Doctors on patients’ treatment team may include:

  • A gynecologist: a doctor who specializes in the disease of the female reproductive system.
  • A gynecologic oncologist: a doctor who specializes in cancers of the female reproductive system.
  • A radiation oncologist: a doctor who uses radiation to treat cancer.
  • A medical oncologist: a doctor who uses chemotherapy and other medicines to treat cancer.

Many other specialists may be involved in a patient’s care as well, including nurses, psychologist, social workers and rehabilitation specialists.

Summary

Completing treatment may be psychologically and physically strenuous and exciting. Most individuals fear recurrence of the tumor. This is a very common concern in people who have had either a benign or malignant tumor.

The risk of recurrence of Gestational trophoblastic disease is very small for molar pregnancies and low risk GTD, but it might be as high as 15% in women with high-risk GTD.
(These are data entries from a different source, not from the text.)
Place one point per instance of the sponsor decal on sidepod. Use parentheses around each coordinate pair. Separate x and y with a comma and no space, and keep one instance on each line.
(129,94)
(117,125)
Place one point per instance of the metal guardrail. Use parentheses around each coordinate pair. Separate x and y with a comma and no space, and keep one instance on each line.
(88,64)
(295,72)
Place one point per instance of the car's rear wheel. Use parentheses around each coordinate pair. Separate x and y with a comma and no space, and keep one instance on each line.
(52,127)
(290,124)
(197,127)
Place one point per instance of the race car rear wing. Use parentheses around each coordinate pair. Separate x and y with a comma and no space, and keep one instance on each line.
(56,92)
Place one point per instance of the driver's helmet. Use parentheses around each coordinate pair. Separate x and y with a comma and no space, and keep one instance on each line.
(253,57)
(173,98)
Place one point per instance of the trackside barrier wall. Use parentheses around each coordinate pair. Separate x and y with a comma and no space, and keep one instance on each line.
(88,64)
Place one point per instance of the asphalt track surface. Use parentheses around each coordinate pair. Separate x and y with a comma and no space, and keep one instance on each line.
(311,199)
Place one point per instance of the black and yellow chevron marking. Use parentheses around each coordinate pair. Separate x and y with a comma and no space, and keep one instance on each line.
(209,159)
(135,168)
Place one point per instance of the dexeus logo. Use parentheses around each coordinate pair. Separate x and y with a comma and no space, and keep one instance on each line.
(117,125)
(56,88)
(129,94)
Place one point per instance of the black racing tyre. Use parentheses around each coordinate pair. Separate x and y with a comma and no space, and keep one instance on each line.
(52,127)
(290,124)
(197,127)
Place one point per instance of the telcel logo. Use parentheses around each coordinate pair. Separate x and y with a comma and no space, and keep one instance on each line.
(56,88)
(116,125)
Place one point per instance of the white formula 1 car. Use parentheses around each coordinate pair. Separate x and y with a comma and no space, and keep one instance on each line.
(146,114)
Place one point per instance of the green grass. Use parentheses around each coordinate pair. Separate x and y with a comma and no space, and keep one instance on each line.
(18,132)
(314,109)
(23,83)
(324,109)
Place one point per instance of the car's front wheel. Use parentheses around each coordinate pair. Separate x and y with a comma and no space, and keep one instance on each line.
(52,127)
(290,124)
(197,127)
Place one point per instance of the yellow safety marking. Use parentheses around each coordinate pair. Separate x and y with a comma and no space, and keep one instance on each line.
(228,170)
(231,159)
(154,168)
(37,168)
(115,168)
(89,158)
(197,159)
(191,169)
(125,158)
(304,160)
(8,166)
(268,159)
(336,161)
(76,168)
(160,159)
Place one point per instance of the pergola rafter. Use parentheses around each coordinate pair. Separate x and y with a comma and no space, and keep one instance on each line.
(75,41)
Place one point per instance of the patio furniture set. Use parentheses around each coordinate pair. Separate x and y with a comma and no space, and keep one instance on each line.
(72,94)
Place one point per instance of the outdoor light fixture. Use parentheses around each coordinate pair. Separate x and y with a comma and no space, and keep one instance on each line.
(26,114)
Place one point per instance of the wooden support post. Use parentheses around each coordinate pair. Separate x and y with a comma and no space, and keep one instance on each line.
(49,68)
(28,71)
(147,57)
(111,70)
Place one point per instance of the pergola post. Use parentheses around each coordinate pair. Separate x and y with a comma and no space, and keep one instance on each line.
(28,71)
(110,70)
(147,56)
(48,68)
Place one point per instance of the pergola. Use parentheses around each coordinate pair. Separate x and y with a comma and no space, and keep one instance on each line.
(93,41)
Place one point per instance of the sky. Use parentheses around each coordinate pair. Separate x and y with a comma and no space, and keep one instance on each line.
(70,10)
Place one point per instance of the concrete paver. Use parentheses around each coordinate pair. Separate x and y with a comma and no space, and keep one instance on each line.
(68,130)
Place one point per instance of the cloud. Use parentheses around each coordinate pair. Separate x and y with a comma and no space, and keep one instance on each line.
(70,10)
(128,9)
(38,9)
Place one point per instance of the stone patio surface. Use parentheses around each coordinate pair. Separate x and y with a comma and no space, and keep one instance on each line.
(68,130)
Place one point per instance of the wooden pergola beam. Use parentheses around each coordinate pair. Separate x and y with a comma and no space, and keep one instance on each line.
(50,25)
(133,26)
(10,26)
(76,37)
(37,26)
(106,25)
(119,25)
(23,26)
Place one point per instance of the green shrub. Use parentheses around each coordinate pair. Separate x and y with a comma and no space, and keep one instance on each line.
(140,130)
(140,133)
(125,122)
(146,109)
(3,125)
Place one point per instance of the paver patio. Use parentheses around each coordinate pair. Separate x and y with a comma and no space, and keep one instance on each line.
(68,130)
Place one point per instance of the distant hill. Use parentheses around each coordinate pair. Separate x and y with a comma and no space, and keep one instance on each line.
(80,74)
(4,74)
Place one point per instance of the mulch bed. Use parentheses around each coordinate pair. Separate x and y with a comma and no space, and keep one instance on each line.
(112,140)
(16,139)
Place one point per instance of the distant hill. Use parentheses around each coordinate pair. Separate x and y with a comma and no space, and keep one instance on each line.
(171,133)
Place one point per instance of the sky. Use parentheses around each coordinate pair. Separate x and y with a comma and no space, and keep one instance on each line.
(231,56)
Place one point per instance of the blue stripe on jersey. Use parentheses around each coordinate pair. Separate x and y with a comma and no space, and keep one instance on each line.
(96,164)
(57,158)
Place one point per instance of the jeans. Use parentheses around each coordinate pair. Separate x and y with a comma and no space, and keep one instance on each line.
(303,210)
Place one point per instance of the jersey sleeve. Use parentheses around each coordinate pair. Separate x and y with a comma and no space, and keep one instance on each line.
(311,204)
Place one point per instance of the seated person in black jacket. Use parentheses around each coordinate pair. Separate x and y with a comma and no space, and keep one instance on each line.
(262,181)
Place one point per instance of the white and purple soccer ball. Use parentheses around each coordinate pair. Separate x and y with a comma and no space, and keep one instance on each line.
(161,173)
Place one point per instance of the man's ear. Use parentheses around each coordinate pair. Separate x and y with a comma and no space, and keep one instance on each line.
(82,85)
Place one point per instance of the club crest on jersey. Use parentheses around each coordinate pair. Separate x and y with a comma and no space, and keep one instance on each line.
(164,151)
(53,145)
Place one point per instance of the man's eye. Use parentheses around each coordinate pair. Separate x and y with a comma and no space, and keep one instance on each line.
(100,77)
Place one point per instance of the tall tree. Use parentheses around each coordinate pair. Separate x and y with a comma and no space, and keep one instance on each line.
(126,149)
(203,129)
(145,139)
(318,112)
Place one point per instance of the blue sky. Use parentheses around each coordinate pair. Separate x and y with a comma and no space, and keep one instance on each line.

For this cause, medical follow-up plans are very important. Talk with your physician about developing a survivorship plan, if so concerned.

These plans might entail:

  • A suggested schedule for follow-up exams and tests
  • A schedule for other tests a person might need in the future, or tests to look for long-term health effects from the condition or its treatment.
  • Diet and physical activity suggestions
  • A list of possible late- or long-term side effects from previous treatment
  • Reminders to keep appointments with a primary care provider (PCP), who will monitor a patient’s general health care.